The document gained resonance in the country and abroad. So, Council of Europe Commissioner for Human Rights Dunja Mijatovic addressed the parliamentary members, asking them to suspend the work on the draft law for the period of election and provide participation of representatives for national minorities in its development. Russian Foreign Minister Sergey Lavrov stated that Russia is concerned about violations of the language and educational rights of national minorities by Ukraine’s authorities, in light of which Moscow addressed the EU, the Council of Europe, the OSCE and NATO.
The language law
Verkhovna Rada adopted this law on October 4 last year at the first reading. About 2,500 amendments were suggested for the second reading in total, most of which were finally rejected.
The law "Providing the functioning of the Ukrainian language as the official one" stipulates that Ukrainian is the sole official language in the country. Attempts to introduce official multilingualism are recognized as "directed at the forcible change or overthrow of the constitutional regime." The term "public degradation of the Ukrainian language" was introduced. It is regarded as an "illegal action which equals abuse of the state symbols of Ukraine and is punished under the law."
The law stipulates the creation of the position of commissioner for the official language protection whom the cabinet of ministers will appoint and dismiss. His task is to protect the Ukrainian language, as well as the citizens’ rights to receive information and services in all spheres of public life on Ukrainian territory in the official language.
"Language inspectors" will monitor the execution of the law. They will be present at sessions in any state bodies, demand documents from public organizations and political parties and issue fines.
The National Commission for Official Language Standards will develop and approve the language norms. It will also develop methods to check the level of the Ukrainian language, in particular for gaining citizenship or occupying certain positions.
The state certificate is a document that confirms the level of the Ukrainian language that will be issued by the Center for the Ukrainian Language after examination.
The law also determines a circle of people who have to be proficient in the official language.
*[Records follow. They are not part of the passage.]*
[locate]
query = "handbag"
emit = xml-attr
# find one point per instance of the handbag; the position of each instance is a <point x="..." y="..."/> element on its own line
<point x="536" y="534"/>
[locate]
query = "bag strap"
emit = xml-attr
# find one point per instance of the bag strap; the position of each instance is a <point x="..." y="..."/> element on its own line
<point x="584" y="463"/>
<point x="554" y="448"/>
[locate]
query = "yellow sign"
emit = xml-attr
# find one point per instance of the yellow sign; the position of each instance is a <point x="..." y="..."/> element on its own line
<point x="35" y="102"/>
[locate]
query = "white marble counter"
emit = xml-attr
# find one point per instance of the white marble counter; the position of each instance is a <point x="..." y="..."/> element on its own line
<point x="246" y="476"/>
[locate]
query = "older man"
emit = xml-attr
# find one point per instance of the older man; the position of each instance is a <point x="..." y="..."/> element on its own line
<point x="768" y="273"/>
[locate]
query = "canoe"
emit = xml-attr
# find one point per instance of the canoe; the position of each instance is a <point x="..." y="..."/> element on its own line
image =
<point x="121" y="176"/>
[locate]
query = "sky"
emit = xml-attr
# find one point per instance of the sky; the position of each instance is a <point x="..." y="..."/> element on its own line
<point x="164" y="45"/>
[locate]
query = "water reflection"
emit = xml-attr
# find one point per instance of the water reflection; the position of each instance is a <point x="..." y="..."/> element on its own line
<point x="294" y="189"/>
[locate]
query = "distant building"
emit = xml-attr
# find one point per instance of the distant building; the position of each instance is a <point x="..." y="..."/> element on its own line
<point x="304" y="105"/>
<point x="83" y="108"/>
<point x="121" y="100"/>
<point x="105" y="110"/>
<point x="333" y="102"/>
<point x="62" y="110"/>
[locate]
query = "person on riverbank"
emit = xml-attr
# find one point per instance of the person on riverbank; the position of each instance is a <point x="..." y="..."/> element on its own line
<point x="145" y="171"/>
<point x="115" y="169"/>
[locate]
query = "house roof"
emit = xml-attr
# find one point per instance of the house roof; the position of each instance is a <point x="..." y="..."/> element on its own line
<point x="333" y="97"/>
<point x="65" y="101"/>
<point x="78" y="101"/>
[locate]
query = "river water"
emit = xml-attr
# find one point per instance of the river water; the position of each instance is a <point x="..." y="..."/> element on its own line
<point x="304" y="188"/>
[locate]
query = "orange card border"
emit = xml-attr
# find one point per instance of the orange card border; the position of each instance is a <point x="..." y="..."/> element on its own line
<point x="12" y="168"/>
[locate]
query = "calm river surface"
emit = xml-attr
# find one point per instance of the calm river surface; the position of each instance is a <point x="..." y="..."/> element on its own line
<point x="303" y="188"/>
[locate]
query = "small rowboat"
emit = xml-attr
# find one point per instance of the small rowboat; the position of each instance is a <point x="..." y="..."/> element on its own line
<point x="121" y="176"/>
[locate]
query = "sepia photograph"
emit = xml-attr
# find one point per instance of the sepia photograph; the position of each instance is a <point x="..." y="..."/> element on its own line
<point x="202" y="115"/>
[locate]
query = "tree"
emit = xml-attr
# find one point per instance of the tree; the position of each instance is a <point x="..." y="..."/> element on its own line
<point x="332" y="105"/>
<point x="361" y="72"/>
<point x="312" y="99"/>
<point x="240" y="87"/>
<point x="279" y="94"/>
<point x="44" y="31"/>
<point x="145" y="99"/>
It includes the Ukrainian president, Verkhovna Rada speaker and his deputies, members of the cabinet of ministers, heads of central executive bodies that are not members of the government and their deputies, chairman of the Security Service, prosecutor general, head of the National Bank, members of the Audit Chamber, Verkhovna Rada commissioner for human rights, commissioner for official language protection, parliamentary members, members of local councils and village, town and city heads.
Public employees, contract soldiers, diplomats, lawyers, notaries, personal care attendants, heads of state and municipal educational facilities, teachers and research members of educational facilities, medical employees of state and municipal healthcare facilities and other people have to be proficient in the Ukrainian language.
Ukrainian is proclaimed to be the language of record management, judicial proceedings, elections and referendums, international negotiations, labor relations, the language of education, science, culture and sports, the language of the media, advertisement, book publishing and program interface, as well as the language for servicing consumers. Half of all newspapers, magazines and books should be in Ukrainian.
The law does not cover the sphere of personal life, and it is possible to use any language there. Those who violate the language law norms may face fines of up to 11,900 hryvnias ($450) and even imprisonment in case they try to introduce multilingualism in Ukraine, which is considered equivalent to the overthrow of the constitutional regime.